Pessimistic cluster-wide locks
One way clustered caches achieve this is to use cluster-wide locks, either using a central lock server or communicating with every instance in the cluster to request for locks. Each cache instance would acquire a cluster-wide lock, make changes which are then replicated to each cache instance, and then release the cluster-wide lock. This is a pessimistic approach and, as with most pessimistic approaches to shared access to data, suffers scalability issues due to the heavy use of locks.
A more optimistic approach is where data sets are copied, worked on, and when complete, locks are acquired and state is written to the caches cluster-wide. While far more scalable, this suffers from the need to retry a transaction if there is a collision - i.e. two transactions simultaneously writing to a data set.
Replicate or invalidate?
Orthogonal to how operations work in relation to each other, caches may also employ one of two approaches to deal with an update of cached state. They may either replicate modified state across a cluster to each node, or broadcast an invalidation message to inform other caches that a cached entry has changed and to remove the entry from their local caches. The latter approach only works if the caches front a data store, and the application tier can, upon not finding an entry in the cache, retrieve the entry from the data store again.
So the above so far only speaks of clustered caches in the sense that each cache is local, but aware of its peers and is able to synchronize changes with them. While this approach works well for most applications, it still limits the addressable memory the caches may use. Another approach is not to mirror data between caches, but to aggregate the usable memory of all the caches in a cluster, and distribute data across them. Locating where your data is could involve either replicated metadata - a map of sorts - or a consistent hashing function that would deterministically point to the instance containing the entry you are looking for. Typically, distributed caches maintain some degree of data redundancy such that the system is resilient to cache servers failing or restarting. While distributing data in this manner can involve unnecessary network lookups, it exposes a much larger usable memory space for use by the cache system. It also makes the overall system far more scalable.
Clustering for high availability
As a side effect of clustered or distributed caches, applications are now able to cluster their state for high availability. Any application state that is stored in a cache is available cluster-wide. Hardware or software failure would not be a problem to clients if the application tier is fronted by a load balancer, which could redirect the request to the next available application server, which in turn would look up conversational state in the cache system. When using a clustered cache, the state would be available on every instance. When using a distributed one, enough redundancy would exist in the cache system to ensure no data is lost. Applications and frameworks wishing to add high-availability characteristics typically employ clustered or distributed caches to achieve this.

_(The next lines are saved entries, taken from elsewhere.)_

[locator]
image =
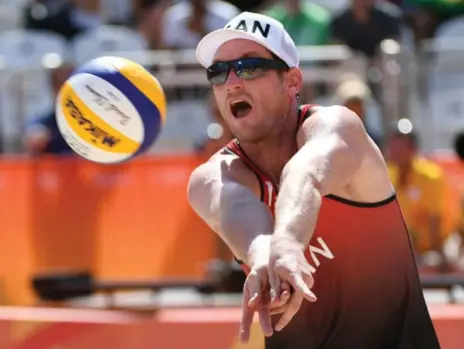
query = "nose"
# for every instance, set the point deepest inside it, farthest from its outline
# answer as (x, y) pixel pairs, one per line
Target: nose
(233, 82)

To conclude, caches are an important tool in harnessing parallelism and removing data retrieval or calculation bottlenecks. Considering the architecture of your application and the volume and access patterns of your data, a local, clustered or distributed cache would be appropriate. Most mature caching frameworks or products would offer a choice of operational modes to suit your use case. As with most things though, caches aren’t silver bullets and should not be used indiscriminately. As quoted by Java performance tuning expert Kirk Pepperdine, “Measure, don’t guess.” . Make good use of a profiler, and introduce caches only where necessary, where data retrieval or calculation bottlenecks are hampering scalability.